Forests around the world are severely fragmented due to conversion to other land-use types.
Small and isolated forest fragments contain large proportions of forest edge, which store more
carbon and have a faster nutrient cycling than forest interiors. Hence, if forest edges are ignored in
carbon models, total carbon stocks are underestimated. A large part of all aboveground plant
material enters the soil as litter, which is then decomposed by soil organisms. They are the engine
of carbon and nutrient mineralisation, making nutrients again available for plants. The transfer of
nutrients through the soil food web in forest edges is poorly understood, however.

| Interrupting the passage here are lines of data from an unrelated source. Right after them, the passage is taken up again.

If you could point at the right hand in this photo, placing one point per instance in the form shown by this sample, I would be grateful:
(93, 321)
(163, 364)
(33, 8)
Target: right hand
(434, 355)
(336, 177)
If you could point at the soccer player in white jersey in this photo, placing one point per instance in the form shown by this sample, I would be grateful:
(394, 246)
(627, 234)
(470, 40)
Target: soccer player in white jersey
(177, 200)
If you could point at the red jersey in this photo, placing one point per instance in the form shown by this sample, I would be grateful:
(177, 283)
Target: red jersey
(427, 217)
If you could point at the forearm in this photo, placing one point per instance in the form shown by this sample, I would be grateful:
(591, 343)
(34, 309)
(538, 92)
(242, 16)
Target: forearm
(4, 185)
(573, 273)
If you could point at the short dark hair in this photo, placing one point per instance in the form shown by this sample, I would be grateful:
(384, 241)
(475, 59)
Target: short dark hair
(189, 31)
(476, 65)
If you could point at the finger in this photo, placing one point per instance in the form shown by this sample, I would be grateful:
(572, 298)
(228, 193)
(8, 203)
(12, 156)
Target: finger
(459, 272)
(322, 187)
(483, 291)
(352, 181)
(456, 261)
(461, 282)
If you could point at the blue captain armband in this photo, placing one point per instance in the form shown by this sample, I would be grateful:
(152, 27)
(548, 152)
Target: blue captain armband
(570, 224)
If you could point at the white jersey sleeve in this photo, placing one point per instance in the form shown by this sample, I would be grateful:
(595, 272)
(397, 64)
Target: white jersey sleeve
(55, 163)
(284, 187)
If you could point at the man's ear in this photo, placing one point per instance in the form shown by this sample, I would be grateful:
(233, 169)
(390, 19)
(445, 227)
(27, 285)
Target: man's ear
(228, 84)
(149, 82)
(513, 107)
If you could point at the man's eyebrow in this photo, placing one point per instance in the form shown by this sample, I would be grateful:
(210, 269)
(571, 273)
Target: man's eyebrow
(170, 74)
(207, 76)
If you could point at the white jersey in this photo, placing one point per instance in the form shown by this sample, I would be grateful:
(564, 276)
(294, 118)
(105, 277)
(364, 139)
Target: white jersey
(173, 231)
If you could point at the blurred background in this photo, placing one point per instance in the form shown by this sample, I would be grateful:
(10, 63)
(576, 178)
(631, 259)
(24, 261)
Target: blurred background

To gain insight into the soil food web along forest edge-to-interior gradients and the link with
carbon sequestration and nutrient cycling, we will perform a comprehensive literature study, set
up a large-scale field experiment, and model the brown food web. The meta-analysis will provide
data on soil organism distribution and litter decomposition in small forest fragments, which will
inform the setup of our field experiment. We will experimentally study the carbon and nitrogen
dynamics through the food web in forest edges and interiors in various environmental contexts in
Europe. By parameterizing a food web model and simulating decomposition rates in forest edges
and interiors, we will generate mechanistic insights into the impact of forest edges on carbon
sequestration and, subsequently, climate modelling.